District 65 to address equity in revising suspension rules


The Evanston/Skokie District 65 school board’s Policy Committee Monday night discussed changing guidelines to address a recent increase suspensions, particularly among black students.

Joyce Bartz, assistant superintendent of special services, says the number of out-of-school suspension days was around 10 per hundred students in 2014.

After a change to the policy to make consequences for students less exclusionary, the number of suspensions decreased to less than five per hundred students in 2015.

During the same time period, suspensions among black students went from over 25 per hundred to around 10 per hundred.

A state law passed in 2015, representing an effort by the state to curtail the “school to prison pipeline,” prohibited zero-tolerance policies that require administrators to suspend or expel students for certain offenses unless required by law, such as for weapons or drugs.

Suspensions declined further after changes to district policies were implemented based on the state law.

However, though they have decreased, the proportion of suspensions among black students continues to be significantly higher than the proportion of the student body overall.

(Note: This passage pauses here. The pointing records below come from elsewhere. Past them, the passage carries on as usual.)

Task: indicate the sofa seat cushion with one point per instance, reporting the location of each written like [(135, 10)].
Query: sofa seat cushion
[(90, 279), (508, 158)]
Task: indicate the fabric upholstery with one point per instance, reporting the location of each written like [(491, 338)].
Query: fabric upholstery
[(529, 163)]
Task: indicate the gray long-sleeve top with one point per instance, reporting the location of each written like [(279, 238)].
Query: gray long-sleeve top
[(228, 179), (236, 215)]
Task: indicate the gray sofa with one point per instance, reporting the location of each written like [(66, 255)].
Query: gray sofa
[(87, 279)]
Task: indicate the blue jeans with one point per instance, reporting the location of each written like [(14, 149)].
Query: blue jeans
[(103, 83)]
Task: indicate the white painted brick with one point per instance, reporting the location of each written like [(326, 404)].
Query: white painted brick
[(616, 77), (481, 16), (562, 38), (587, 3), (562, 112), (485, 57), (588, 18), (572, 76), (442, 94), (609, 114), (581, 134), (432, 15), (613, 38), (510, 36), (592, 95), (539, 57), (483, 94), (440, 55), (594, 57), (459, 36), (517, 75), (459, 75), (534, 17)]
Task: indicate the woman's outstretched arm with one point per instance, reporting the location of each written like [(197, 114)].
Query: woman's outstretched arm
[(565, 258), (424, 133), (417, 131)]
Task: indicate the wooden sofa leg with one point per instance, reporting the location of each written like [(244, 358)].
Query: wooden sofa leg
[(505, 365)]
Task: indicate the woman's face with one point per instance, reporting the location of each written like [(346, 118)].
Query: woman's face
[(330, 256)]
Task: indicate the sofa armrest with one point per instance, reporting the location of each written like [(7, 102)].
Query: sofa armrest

And since 2016, out-of-school suspensions among all students have started to tick upward.

Bartz outlined the administration’s next steps in revising the suspension policy and addressing equity issues that include developing a uniform Positive Behavioral Interventions and Supports system, updating suspension notices and the student handbook and conducting information sessions with parents on the suspension policy.

In addition, the district will add resources such as a break room for students who need a break in the middle of the day, attended by a social worker or psychologist, as well as academic support rooms.

“We want to develop different kinds of interventions, in order to address something that happened, as opposed to something exclusionary,” said Bartz. “We’re thinking of restorative practices such as an apology or community service, that would help promote children’s positive feelings about themselves.”

The School Climate Team process is also expected to help address the issue. “The climate process allows us to look at data for each school and analyze it, looking for the root causes of racial disparity in the area of discipline.”

As they develop an action plan for each building, Bartz says, “Our goal is to foster a positive school climate, identify clear expectations and build staff capacity through equity training to ensure fairness.”